When presenting the results, you could encircle an interesting group of points or region in the plot. Outliers distort the relationship between the variables. Eliminate them, but only if their absence does not affect the analysis of relationship between the two variables. Encircling outliers also helps draw attention to those interesting exceptions / cases. Scatter plots help identify outliers i.e. values that are abnormally distant from most of the data. Eliminating outliers helps improve the visual and inference.

ScatterPlot With Encircle

Interpreting scatter plots

Check for negative relationships between the two variables in the plot. If you see low values for the first variable and high values of the second variable, there is a negative correlation. In this case, a line drawn through the data points will slope downwards i.e. a negative slope. Also examine the plot for positive relationship between the variables.

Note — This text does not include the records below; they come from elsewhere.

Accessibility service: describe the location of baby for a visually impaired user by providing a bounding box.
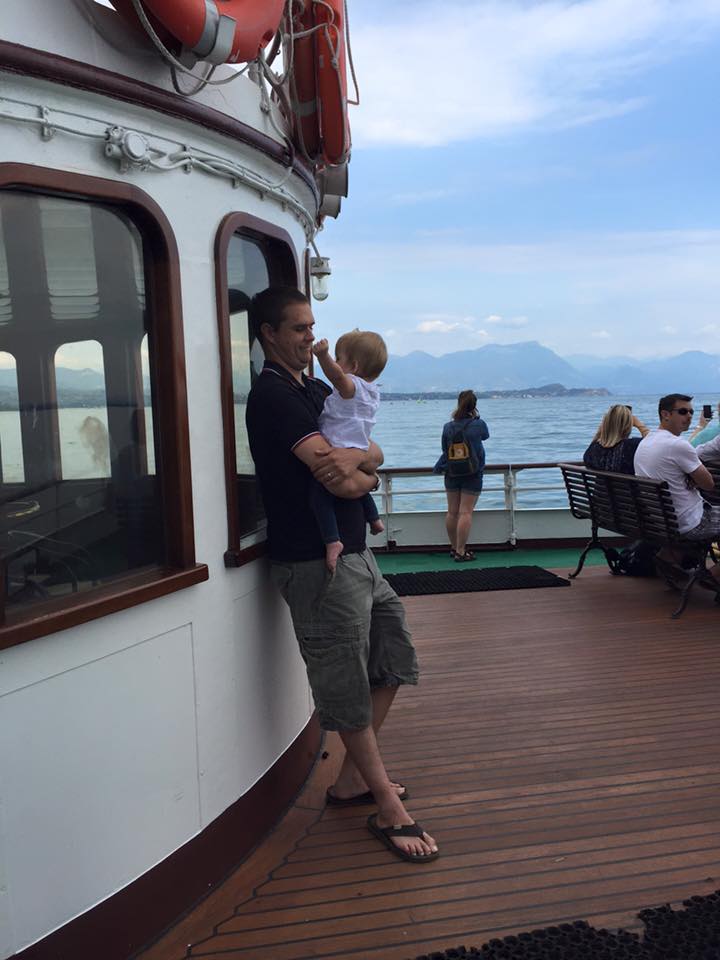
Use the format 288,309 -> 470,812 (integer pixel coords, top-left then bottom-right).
310,330 -> 387,571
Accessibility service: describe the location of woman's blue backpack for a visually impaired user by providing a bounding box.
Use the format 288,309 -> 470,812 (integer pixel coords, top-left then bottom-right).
447,427 -> 480,477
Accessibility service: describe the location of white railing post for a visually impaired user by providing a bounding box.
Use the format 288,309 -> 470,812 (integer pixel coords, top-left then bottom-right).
503,464 -> 517,547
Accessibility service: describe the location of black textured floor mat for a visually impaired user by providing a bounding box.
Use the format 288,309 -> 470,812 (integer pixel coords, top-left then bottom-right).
416,890 -> 720,960
385,567 -> 570,597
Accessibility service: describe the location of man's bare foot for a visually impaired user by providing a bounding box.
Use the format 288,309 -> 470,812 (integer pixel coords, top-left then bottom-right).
368,808 -> 438,861
325,540 -> 343,573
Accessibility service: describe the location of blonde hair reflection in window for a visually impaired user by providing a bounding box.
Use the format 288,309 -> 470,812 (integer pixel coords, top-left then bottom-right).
78,417 -> 110,476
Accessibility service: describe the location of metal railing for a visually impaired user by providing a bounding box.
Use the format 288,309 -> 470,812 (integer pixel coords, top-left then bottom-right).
376,461 -> 584,544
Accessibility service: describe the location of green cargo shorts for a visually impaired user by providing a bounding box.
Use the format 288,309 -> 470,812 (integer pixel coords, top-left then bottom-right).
270,550 -> 418,730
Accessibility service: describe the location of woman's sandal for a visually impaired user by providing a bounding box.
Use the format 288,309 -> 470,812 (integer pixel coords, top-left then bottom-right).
453,550 -> 475,563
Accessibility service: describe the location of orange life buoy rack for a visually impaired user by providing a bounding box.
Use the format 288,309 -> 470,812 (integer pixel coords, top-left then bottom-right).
116,0 -> 285,63
293,0 -> 350,166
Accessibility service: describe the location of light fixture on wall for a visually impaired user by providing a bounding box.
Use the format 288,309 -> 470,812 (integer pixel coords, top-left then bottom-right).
310,251 -> 332,300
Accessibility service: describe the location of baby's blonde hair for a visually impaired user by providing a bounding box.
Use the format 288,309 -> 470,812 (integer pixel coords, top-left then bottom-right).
335,330 -> 387,380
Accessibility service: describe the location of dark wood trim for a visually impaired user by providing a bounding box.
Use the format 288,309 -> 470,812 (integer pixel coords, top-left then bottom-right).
215,213 -> 300,567
0,563 -> 209,650
9,715 -> 322,960
0,163 -> 206,647
0,40 -> 320,203
224,540 -> 267,567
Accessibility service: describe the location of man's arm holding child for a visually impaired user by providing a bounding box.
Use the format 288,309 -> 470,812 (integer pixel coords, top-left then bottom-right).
293,433 -> 384,500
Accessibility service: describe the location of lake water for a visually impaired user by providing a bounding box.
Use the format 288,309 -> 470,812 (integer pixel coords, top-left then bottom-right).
0,395 -> 717,510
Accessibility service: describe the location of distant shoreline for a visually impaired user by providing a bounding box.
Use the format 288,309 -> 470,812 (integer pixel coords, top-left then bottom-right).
380,383 -> 612,400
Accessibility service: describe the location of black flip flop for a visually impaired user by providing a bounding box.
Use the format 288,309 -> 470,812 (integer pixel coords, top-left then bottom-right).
367,813 -> 440,863
453,550 -> 475,563
325,787 -> 408,807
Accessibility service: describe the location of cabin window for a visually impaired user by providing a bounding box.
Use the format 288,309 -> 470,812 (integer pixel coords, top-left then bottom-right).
216,214 -> 298,565
0,174 -> 205,645
0,352 -> 25,483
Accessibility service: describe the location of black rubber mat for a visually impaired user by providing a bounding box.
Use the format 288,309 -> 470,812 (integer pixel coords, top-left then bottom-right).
415,890 -> 720,960
385,567 -> 570,597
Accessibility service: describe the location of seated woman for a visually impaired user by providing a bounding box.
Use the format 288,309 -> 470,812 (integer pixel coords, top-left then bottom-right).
583,403 -> 650,473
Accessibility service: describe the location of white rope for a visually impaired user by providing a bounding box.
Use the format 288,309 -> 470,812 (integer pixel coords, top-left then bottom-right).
344,0 -> 360,107
131,0 -> 252,97
0,96 -> 317,242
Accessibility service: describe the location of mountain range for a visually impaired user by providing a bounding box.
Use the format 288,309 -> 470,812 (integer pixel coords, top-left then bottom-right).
380,340 -> 720,398
0,340 -> 720,400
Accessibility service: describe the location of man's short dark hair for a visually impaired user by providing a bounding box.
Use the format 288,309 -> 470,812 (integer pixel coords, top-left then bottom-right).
249,286 -> 310,343
658,393 -> 692,420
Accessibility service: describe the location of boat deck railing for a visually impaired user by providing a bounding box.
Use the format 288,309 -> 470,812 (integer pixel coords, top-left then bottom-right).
375,461 -> 584,545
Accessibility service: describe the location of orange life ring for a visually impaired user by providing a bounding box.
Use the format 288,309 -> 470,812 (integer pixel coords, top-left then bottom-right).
293,0 -> 350,166
125,0 -> 285,63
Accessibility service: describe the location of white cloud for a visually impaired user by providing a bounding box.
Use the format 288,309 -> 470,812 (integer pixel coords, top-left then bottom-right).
484,314 -> 530,330
351,0 -> 720,146
415,314 -> 474,333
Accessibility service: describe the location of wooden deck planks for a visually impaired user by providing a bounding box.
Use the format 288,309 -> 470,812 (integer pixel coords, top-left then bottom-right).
143,567 -> 720,960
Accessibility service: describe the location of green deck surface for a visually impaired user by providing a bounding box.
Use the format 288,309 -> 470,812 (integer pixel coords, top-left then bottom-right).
375,547 -> 605,573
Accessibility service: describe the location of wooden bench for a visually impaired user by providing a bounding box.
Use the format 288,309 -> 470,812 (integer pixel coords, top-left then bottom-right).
558,463 -> 720,618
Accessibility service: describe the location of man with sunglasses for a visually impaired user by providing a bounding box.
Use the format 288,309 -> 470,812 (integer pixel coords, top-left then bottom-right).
635,393 -> 720,548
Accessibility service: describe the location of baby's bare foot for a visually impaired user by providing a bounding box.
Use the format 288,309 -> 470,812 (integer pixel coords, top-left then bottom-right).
325,540 -> 343,573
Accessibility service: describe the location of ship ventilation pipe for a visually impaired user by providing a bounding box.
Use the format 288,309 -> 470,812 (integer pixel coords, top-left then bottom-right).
310,251 -> 332,300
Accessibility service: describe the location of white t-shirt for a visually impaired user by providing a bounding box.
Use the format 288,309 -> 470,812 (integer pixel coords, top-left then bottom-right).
635,430 -> 705,533
318,373 -> 380,450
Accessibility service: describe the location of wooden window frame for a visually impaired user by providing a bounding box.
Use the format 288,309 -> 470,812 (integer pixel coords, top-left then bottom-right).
215,213 -> 300,567
0,163 -> 208,649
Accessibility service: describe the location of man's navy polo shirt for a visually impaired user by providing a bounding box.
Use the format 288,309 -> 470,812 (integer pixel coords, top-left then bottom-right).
245,361 -> 365,561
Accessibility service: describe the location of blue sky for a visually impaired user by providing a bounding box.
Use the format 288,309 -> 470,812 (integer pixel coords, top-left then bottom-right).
315,0 -> 720,357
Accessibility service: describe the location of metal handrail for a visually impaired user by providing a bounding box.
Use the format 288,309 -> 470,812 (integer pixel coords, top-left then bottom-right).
377,460 -> 581,542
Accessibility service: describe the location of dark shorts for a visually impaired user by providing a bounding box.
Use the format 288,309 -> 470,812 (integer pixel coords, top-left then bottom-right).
445,473 -> 483,494
270,550 -> 418,730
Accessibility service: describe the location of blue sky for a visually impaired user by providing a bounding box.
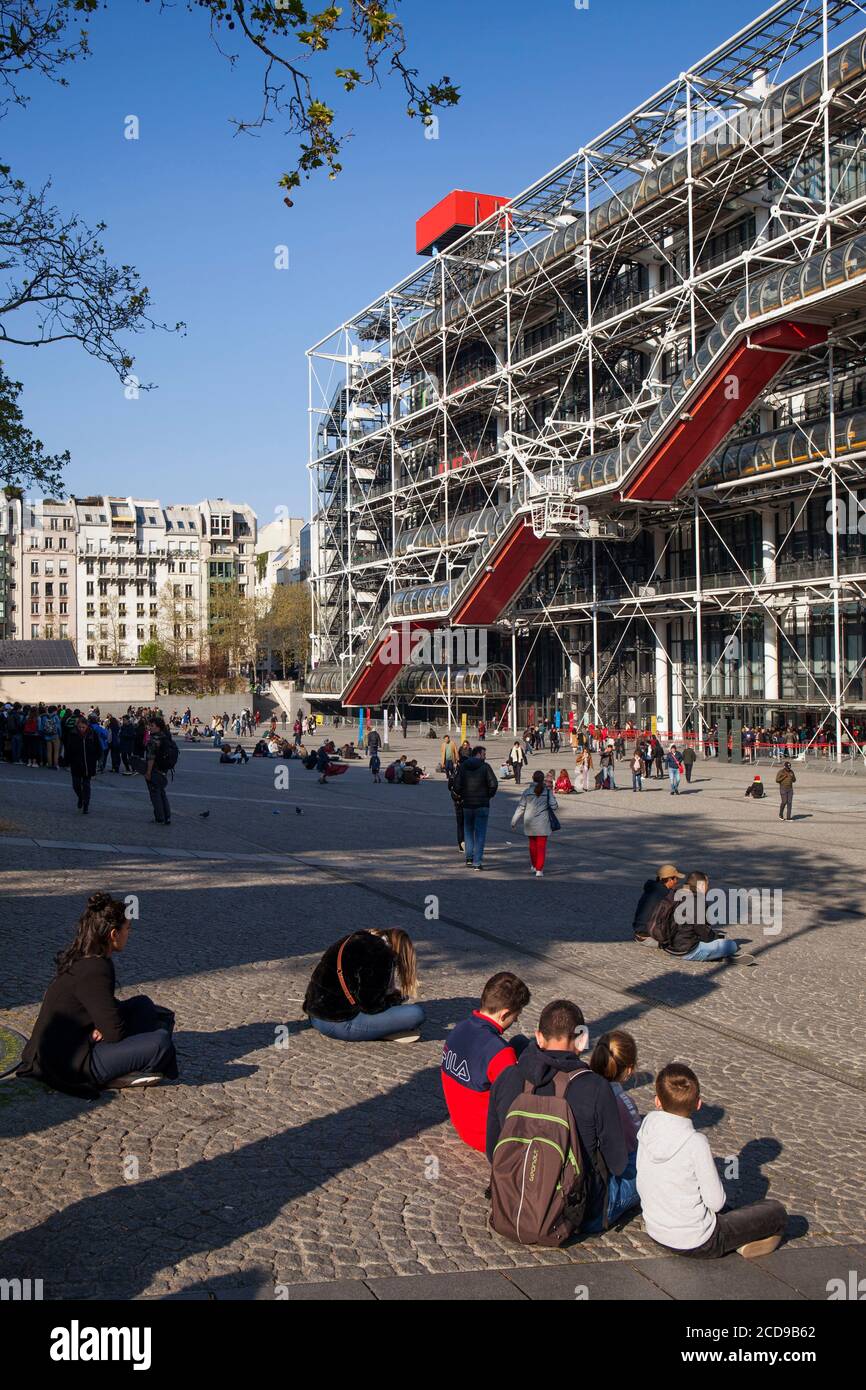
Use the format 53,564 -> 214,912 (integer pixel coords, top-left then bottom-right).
3,0 -> 778,523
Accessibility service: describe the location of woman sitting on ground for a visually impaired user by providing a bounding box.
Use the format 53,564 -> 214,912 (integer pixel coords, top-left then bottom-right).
303,927 -> 424,1043
17,892 -> 178,1095
220,744 -> 250,763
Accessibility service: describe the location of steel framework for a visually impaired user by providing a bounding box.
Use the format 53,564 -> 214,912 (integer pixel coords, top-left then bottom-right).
307,0 -> 866,756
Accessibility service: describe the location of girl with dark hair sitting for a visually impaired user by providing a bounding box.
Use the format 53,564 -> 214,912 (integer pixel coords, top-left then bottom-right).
303,927 -> 424,1043
17,892 -> 178,1095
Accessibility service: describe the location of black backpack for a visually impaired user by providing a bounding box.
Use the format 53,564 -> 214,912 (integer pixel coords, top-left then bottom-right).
156,734 -> 181,773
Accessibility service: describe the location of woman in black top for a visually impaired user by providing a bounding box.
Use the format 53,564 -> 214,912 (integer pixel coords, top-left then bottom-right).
17,892 -> 178,1095
303,927 -> 424,1043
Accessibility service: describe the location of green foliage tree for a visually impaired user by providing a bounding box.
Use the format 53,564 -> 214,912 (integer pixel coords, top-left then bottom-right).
138,638 -> 179,694
259,584 -> 313,674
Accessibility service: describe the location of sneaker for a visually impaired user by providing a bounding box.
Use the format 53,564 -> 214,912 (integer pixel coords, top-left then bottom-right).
106,1072 -> 164,1091
737,1232 -> 781,1259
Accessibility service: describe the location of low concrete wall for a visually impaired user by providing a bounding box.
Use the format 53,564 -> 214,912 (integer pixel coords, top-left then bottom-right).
0,666 -> 156,709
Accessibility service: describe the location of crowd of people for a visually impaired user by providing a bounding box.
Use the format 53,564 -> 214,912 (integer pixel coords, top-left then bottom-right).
0,702 -> 178,826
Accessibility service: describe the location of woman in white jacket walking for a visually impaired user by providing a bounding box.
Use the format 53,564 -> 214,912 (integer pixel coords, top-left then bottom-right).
512,767 -> 557,878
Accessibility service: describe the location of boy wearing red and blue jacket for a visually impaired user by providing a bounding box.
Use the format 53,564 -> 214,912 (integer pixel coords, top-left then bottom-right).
442,970 -> 530,1154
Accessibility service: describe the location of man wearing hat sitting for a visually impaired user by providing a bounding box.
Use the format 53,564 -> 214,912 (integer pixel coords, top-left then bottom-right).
631,865 -> 685,947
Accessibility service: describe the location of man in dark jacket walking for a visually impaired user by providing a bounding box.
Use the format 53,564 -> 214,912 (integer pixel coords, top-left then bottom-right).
487,999 -> 628,1229
67,714 -> 101,816
145,714 -> 171,826
631,865 -> 685,947
776,763 -> 796,820
455,748 -> 499,870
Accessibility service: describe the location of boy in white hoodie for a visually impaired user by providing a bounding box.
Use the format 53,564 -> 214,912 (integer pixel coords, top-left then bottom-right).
638,1062 -> 788,1259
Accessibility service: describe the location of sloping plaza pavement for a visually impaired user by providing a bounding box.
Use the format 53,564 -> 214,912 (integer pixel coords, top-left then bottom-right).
0,738 -> 866,1300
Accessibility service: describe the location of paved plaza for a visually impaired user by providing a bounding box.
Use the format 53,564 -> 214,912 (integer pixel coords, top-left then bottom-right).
0,737 -> 866,1298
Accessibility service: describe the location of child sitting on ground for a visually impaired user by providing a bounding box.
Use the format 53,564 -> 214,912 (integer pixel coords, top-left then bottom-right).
638,1062 -> 788,1259
584,1029 -> 641,1232
442,970 -> 530,1154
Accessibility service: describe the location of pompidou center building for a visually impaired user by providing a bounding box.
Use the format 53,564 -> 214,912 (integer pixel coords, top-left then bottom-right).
307,0 -> 866,744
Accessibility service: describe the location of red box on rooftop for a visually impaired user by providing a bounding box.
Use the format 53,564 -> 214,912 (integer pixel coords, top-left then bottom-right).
416,188 -> 509,256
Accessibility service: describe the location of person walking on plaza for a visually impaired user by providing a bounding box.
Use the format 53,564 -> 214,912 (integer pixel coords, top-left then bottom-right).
599,746 -> 616,791
108,714 -> 121,773
67,714 -> 100,816
118,714 -> 135,777
40,705 -> 60,769
776,763 -> 796,820
439,734 -> 457,777
145,714 -> 178,826
664,744 -> 683,796
575,744 -> 592,791
507,738 -> 527,787
455,746 -> 497,872
631,748 -> 644,791
512,769 -> 559,878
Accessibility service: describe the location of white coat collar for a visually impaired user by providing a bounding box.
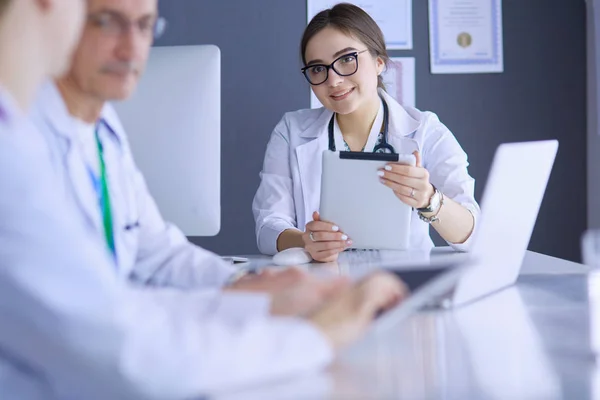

If low values for the first variable correspond to low values in the second, and the high values for the first correspond with high values for the second, then the variables have a positive correlation. In this case, a line drawn through the data points will slope upwards. Also inspect the plot for no relationships between the variables. No apparent relationship between the variables if the data points are randomly distributed. In this case, the data points have either no correlation, or small, statistically insignificant correlation.

When to Use Scatter Plots

Scatter plots are used when you want to show the relationship between two variables. A scatter chart works best when comparing large numbers of data points without regard to time. Often, scatter plots will include a trend line to help make the relationship more clear. Additionally, the size, shape or color of the dot could represents a third (or even fourth variable).